I take your point, but the Melkotians raided the game. As Spock noted, “Physical laws simply cannot be ignored. Existence cannot be without them.” Yet some laws were observed—gravity, for instance—but others were discarded or altered. In other words, the Melkotians set the conditions of the test in ways that suited their needs.
 
How long was the landing party sitting on the bridge while under the spell of the Melkotian's illusion? What was the rest of the crew doing? Did this all take place in an instant?
Did they get a gun as a memento? -Picard got a flute for his mind warp.
 
How long was the landing party sitting on the bridge while under the spell of the Melkotian's illusion? What was the rest of the crew doing? Did this all take place in an instant?
Did they get a gun as a memento? -Picard got a flute for his mind warp.

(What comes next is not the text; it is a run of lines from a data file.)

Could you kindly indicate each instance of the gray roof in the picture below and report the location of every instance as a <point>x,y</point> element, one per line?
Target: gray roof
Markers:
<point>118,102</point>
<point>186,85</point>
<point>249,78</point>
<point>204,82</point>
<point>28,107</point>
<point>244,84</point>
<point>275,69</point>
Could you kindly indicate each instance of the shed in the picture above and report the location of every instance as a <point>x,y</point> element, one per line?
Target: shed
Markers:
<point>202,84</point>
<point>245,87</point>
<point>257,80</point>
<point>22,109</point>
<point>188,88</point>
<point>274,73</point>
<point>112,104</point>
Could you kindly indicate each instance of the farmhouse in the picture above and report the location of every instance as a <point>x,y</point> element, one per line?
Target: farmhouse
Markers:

One thing that people don't always get is that the flute was there all along, so that suggests that Picard didn't choose to play the flute but was forced by the program to play it, also to do everything else. In fact, the only thing Picard in the illusion could be his initial brief act of rebellion at the very beginning, IE one day vs. twenty to thirty apparent years.
 
"Day of the Dove", Episode 62, November 1st

Tonight's Episode: An account of the first Federation-Klingon alliance against a swirly thing that hates smiles.
 
A good third season episode.

I now laugh at how we're meant to widen our eyes in shock and disbelief when Bones (BONES) makes the remark "We all know what a Klingon is!" Leonard McCoy disparaging someone based solely on race? UNHEARD of!
 
Except McCoy's jibes at Spock are supposed to be friendly jabs, not "kill all Vulcans".
Some of them are, sure. But hardly all of them. (And no, genocide wasn't usually Plum's bag.)

This was originally supposed to be Kor, wasn't it? On the one hand it would have helped the story because it would have been a person Kirk actually had experience with. On the other hand Kang seemed a more honorable if ruthless Klingon and Kor, well Kor had his own ideas.

At least neither of them were sniveling. (Looking at you, guys from Private Little War and Friday's Child. Man, second season 'Gons took it on the chin, didn't they?)

Damn it, this is going to make me read Final Reflection again. And I was just starting the Vorkosigan books over, too.